しかし、今日はアカデミックなことを書きたいわけではないんです。
篠田謙一さんのお話の中で興味深いことがありました。
南米の先端、ナバリーノ島にヤーガンという部族がいます。かろうじて生き残っています。
19世紀までは裸族だったということです。今純粋なヤーガンはクリスティーナ・カルデロンというひとりの女性しかいない、つまり最後のヤーガンです。
彼女にはこどももいますが混血しているので純粋なヤーガンではないのです。

そういった立場で彼女は言葉を伝えているということです。

篠田さんは彼女に聞きたいことがありました。最後のヤーガンとして人類にどんなことを言いたいかということです。
そこで彼女はなんと答えたかというと「酒を飲むな。」でした。
あまりにも無邪気な言葉に気が抜けるかもしれません。

まるで居留地に押し込められたインディアンのように、ヤーガンはある程度暮らしを保証されていますが、逆に言えば彼らが本来していた暮らしをすることを邪魔されているとも言えます。

これまでなかった酒を昼間から飲み始めました。発酵することができないほど寒い地なので酒はそれまでなかったのです。
彼女のまわりの人間、こどもたちもそうしてだめになっていったというのです。

かつて、裸なんて野蛮だから服を着ろとも言われた。しかし、服を渡されてもそれを洗うとうことを知らされていなかったがゆえに病気が流行り死者も出ました。

「酒を飲むな。」

実に示唆に富んだ言葉です。
今までなかったもの、快適なもの、便利なものには気をつけなければならない。
そういうことを言いたかったのだろうと篠田氏は言います。

われわれ現代日本人にもそういったものがあふれています。
原発などはもっとも顕著なものでしょう。

今わたしたち日本人はすぐには最後のひとりとなることはないでしょう。
が、過酷な天災、人災に遭い、今後土台を覆されかねないTPPがやってくる。
多国籍企業が土足で踏み込んできます。

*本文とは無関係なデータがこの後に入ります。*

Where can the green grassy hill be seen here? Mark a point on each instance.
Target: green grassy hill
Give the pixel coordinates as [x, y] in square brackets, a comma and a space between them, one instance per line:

すでにゆうちょはアフラックの下請けになり・・・

ここでわたしは大切なものを守らなければならないと思ってきました。
参院選、いや、その前の衆院選で自民党が圧勝するかもしれないと感じられたころからいっそう強くなりました。

まずは言葉、日本語です。それから手仕事。(←わたしの第一の仕事)
もちろんほかにもありますが、人にはそれぞれの役目があるので自分が最大限やっていかなければならないことはそれだと感じています。

TPPでは公の文書は英語でと言われています。日本語が障壁になるからという理由で公用語を英語にしろと言われない保証はありません。
わたしたちがあたりまえに享受してきたありがたいものが壊れてしまうかもしれません。

わたしには日本語に対してはきわめて特殊な言葉であるという認識があります。たやすくは言えませんがそのことを20年を越えて身に染みつかせてきました。
手仕事も約30年、わたしの指先と脳はたしかな結びつきでわたしのいのちを支えてくれています。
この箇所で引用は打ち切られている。